# Java und MySQL in Applets auf Webserver



## tbjava (8. Juni 2006)

Hallo ich habe ein kleines Problem und hoffe hier Hilfe zu finden.

Ich habe ein Java Applet programmiert, dass auf einem Webserver liegt und auf eine MySQL-Datenbank zugreiffen soll.
Die verwendete MySQL-Datenbank hat die Version 4.0.15-Max und liegt auf einem Server der auf SuSE 9.3 läuft.
Ich habe die Appletversion auf meinem lokalen Rechner ausprobiert und der Zugriff funktioniert. 
Als JDBC-Treiber verwende ich einen MySQL-Connector-Java-3.0.15-ga-bin.jar den ich gem. Lehrbuch kopiert, unbenannt und zu einer gemeinsamem JAR-Verzeichnis zusammengefasst habe. Einen entsprechenden Archiv-Verweis in der HTML-Seite habe ich auch eingetragen, wie gesagt auf dem lokalen Rechner war das auch kein Problem.
Übertrage ich das nun auf den Server (HTML und JAR Datei in einem Verzeichnis und Datenbank als localhost) bekomme ich kein Resultat, auf den Aufruf, die Datenbank bleibt leer.

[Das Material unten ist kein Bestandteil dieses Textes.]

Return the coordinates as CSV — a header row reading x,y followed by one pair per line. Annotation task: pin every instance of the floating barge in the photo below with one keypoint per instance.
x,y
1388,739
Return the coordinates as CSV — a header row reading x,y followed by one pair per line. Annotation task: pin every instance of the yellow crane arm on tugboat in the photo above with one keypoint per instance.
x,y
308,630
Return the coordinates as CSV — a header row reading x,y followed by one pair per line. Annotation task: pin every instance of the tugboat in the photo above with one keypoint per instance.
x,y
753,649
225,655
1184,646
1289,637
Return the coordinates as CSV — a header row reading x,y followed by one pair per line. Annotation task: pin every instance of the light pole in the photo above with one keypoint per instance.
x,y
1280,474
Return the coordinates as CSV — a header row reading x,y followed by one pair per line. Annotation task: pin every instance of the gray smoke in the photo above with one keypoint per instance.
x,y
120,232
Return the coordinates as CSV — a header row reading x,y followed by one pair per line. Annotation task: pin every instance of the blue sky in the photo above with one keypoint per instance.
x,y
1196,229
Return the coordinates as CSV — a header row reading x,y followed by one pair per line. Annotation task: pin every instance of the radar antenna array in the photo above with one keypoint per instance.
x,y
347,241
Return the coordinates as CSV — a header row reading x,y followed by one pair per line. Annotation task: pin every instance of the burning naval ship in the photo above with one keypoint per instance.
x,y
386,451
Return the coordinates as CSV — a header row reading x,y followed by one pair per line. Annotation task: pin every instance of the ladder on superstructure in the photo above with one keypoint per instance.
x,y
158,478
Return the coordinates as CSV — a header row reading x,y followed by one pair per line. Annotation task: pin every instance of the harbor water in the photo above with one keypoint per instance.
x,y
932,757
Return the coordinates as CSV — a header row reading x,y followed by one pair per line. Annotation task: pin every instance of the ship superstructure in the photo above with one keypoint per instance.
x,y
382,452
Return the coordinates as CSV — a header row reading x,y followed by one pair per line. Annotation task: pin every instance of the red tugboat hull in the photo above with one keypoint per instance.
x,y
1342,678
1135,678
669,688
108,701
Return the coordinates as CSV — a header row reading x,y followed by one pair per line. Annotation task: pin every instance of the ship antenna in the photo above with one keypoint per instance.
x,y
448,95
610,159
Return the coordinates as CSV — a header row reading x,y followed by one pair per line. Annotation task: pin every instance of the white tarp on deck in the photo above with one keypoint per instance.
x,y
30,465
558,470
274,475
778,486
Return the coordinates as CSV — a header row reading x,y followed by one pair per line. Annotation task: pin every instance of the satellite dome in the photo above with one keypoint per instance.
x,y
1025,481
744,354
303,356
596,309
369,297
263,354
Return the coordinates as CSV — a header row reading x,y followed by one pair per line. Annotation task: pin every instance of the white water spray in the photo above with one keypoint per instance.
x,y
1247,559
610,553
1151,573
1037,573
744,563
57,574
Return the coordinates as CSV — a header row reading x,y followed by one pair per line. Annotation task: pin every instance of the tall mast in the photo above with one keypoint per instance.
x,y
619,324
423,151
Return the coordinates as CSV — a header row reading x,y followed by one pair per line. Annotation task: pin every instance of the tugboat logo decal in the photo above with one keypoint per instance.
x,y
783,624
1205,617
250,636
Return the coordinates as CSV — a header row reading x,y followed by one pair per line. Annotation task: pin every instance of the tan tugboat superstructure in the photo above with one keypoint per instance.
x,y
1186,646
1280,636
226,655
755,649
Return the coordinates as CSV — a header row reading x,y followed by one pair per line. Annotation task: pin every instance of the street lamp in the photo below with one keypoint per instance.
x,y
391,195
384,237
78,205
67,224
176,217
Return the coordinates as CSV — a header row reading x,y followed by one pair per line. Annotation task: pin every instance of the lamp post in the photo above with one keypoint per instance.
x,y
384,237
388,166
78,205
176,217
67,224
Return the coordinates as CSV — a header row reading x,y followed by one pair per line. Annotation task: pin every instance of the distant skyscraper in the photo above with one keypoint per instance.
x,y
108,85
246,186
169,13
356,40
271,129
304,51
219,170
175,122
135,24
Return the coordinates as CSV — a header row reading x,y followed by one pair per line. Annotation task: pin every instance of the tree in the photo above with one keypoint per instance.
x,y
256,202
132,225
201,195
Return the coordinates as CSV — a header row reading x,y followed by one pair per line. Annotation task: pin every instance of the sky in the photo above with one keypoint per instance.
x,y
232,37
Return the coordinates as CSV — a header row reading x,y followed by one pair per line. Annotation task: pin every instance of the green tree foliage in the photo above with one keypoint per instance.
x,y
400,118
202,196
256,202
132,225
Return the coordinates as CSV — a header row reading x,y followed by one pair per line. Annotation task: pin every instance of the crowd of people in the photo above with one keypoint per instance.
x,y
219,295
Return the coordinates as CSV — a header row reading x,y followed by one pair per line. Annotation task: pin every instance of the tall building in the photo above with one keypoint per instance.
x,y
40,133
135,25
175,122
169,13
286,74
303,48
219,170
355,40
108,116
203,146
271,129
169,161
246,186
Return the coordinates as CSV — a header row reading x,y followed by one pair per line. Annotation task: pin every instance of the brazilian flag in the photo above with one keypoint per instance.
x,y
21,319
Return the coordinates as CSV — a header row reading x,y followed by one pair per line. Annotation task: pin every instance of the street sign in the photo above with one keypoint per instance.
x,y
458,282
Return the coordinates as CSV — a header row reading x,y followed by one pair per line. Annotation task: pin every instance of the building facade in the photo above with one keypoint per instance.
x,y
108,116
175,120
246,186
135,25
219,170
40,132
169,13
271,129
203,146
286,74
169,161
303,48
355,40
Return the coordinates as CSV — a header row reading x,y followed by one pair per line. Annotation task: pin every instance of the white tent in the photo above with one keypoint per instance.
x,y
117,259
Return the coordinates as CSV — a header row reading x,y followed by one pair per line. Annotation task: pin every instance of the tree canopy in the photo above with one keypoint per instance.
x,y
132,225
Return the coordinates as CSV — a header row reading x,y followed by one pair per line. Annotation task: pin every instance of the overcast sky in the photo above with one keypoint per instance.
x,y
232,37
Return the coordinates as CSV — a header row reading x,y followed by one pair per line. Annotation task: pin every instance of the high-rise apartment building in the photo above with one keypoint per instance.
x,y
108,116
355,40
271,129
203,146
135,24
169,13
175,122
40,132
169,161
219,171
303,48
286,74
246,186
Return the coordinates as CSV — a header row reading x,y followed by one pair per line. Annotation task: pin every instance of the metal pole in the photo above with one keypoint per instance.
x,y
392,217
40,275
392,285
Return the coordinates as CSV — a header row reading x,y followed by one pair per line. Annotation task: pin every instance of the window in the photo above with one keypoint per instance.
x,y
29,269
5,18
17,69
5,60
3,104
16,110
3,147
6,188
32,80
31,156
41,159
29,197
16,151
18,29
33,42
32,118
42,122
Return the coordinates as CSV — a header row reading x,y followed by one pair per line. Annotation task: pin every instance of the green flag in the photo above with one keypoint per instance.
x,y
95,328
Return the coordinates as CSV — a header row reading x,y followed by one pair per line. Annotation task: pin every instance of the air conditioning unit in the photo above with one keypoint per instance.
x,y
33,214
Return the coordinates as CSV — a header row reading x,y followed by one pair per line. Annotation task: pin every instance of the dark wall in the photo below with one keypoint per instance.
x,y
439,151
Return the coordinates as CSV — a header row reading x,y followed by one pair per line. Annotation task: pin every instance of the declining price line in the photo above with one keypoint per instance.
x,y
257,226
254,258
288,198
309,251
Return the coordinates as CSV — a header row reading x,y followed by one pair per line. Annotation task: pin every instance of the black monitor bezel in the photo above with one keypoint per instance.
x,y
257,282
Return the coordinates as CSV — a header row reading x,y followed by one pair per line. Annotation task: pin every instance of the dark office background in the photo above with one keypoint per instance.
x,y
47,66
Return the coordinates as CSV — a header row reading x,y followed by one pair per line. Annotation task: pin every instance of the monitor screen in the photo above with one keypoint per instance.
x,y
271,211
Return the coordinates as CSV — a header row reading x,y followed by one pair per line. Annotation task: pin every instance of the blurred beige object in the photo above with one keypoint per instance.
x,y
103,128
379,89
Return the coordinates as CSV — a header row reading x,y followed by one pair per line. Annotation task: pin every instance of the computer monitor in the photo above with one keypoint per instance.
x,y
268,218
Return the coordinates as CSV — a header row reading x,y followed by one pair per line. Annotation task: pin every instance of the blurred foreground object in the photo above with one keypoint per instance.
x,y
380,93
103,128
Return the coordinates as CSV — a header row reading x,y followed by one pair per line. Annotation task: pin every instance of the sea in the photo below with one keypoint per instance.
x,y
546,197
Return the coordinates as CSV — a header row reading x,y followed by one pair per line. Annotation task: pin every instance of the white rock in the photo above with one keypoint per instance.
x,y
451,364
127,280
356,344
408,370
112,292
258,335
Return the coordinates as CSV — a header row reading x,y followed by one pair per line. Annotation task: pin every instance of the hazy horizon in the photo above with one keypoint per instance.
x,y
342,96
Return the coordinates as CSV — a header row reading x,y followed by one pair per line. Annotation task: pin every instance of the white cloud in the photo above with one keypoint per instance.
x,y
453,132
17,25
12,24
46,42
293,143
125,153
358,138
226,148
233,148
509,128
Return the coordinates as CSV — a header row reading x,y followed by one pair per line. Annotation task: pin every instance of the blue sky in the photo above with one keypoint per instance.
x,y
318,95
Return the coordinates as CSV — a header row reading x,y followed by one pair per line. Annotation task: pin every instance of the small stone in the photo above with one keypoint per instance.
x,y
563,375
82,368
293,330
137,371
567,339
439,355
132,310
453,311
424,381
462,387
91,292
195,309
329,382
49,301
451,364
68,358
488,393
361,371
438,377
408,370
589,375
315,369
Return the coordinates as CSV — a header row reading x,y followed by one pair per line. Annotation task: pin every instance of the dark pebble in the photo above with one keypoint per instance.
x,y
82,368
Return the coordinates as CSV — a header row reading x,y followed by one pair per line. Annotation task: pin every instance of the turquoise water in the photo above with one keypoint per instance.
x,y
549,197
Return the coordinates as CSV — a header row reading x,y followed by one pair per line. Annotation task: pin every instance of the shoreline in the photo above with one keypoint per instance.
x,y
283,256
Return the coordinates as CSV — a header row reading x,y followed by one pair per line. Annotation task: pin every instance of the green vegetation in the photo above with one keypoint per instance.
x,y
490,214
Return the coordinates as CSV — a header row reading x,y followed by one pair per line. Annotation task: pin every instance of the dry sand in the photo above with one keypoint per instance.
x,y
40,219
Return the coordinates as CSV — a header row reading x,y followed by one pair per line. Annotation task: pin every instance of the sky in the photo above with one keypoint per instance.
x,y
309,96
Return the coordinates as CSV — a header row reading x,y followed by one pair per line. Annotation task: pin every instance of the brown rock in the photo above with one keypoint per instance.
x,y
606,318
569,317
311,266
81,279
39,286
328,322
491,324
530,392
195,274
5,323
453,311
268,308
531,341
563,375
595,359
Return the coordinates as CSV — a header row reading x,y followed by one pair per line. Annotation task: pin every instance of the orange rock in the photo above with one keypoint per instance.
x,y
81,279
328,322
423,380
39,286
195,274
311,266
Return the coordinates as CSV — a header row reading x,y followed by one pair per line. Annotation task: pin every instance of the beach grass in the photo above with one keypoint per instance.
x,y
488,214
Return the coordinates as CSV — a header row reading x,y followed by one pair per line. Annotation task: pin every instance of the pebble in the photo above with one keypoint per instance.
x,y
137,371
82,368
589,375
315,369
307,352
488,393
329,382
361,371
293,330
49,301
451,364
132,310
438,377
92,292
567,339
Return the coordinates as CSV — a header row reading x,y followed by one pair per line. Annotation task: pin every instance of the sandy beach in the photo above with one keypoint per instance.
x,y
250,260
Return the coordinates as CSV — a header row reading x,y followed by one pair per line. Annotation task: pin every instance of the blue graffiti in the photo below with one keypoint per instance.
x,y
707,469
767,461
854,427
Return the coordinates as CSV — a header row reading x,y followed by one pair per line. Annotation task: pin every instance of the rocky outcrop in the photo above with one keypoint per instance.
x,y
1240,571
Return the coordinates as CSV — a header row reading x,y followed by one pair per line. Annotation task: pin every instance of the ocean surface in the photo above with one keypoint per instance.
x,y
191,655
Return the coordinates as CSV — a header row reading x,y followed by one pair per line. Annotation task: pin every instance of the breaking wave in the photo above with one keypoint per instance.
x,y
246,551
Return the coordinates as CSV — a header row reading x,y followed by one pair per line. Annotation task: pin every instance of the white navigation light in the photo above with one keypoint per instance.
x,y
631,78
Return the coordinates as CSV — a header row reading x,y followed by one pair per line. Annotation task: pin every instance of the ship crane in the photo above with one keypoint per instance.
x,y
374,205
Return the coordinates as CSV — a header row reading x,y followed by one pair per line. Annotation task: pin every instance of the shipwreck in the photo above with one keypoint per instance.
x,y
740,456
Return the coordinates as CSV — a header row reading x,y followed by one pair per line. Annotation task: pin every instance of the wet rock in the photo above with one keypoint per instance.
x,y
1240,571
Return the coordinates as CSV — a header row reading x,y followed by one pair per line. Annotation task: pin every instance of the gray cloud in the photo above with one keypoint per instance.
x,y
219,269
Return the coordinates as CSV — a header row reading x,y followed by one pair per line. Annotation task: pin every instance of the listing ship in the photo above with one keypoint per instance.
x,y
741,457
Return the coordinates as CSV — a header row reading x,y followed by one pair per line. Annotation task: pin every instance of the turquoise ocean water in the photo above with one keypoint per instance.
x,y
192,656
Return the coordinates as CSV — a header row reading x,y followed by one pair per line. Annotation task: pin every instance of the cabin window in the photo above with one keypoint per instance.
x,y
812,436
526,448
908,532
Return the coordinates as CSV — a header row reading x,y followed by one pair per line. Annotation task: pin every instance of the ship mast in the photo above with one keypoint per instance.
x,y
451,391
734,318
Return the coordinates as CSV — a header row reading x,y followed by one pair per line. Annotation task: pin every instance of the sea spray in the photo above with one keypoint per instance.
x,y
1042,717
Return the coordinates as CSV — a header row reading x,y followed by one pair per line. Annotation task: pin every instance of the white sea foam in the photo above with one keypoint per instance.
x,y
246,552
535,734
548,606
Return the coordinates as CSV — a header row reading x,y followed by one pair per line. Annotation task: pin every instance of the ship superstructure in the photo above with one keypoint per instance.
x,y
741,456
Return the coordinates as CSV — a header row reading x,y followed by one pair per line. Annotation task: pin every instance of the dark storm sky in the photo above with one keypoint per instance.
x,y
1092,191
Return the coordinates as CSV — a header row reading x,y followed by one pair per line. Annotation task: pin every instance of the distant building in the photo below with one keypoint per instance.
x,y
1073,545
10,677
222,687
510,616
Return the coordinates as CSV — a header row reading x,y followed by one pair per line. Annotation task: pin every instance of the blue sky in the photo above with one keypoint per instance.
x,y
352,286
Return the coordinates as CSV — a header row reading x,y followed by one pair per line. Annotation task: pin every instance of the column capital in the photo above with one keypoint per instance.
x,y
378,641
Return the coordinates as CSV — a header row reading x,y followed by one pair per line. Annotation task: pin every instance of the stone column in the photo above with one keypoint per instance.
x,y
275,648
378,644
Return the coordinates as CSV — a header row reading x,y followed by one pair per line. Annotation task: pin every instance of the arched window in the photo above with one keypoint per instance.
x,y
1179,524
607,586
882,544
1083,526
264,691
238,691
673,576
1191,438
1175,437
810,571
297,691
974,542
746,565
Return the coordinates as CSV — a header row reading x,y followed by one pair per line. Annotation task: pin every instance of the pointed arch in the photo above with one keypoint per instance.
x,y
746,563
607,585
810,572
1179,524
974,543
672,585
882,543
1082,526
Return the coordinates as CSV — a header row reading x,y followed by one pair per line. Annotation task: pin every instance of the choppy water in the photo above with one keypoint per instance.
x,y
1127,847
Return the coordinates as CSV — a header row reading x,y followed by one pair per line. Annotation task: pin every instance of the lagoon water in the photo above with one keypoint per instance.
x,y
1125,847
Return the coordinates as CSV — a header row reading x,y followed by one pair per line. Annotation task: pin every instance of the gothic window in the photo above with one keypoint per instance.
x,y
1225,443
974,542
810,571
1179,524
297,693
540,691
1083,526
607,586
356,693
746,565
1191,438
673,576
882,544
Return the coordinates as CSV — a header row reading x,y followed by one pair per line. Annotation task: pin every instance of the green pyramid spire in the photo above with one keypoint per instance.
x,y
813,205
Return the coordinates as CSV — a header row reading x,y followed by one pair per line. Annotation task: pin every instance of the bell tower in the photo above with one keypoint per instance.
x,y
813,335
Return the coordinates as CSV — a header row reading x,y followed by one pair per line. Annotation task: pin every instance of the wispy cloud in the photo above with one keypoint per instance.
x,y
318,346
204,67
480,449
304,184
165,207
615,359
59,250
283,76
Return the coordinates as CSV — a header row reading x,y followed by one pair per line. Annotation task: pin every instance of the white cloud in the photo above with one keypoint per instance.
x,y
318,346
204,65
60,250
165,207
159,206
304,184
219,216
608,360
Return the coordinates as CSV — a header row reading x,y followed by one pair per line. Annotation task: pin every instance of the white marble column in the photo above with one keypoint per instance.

Was kann ich tun um das Problem zu lösen? 
- muss ich ggf. Einstellungen an dem Server erweitern? -Apache-Webserver
- gibt es eine andere Vorgehensweise um eine Connection zu bekommen?
- gibt es bessere Connectoren? -spezielle für die verwendete MySQL-Version?

Vielen Dank für Eure Bemühungen und Tip`s im Vorraus.
Torsten B.
Hamburg


----------



## Thomas Darimont (8. Juni 2006)

Hallo!

Um von einem Applet zu einer MySQL Datenbank Verbindung aufbauen zu koennen muessen ein paar
Voraussetzungen erfuellt sein:
1) Auf der Serverseite muss die MySQL Datenbank nach aussen sichtbar sein. D.h. sie muss auf einem
Port (3306) auf verbindungen von extern lauschen koennen. Das setzt voraus, dass die Datenbank im
"Netzwerkmodus" gestartet und entsprechende Zugriffsberechtigungen fuer externe User erteilt worden sind.
2) Das jar File mit dem MySQL Treiber muss dem Applet zur Verfuegung stehen. D.h. es muss im Classpath
des Applets sein. Das geht am besten ueber das "archive"-Attribut des Applet-Tags.
3) U.u muss man dem Applet die entsprechenden Permissions zur Verwendung des JDBC API geben. 
Man kann das Applet auch signieren und ihm somit alle Rechte geben.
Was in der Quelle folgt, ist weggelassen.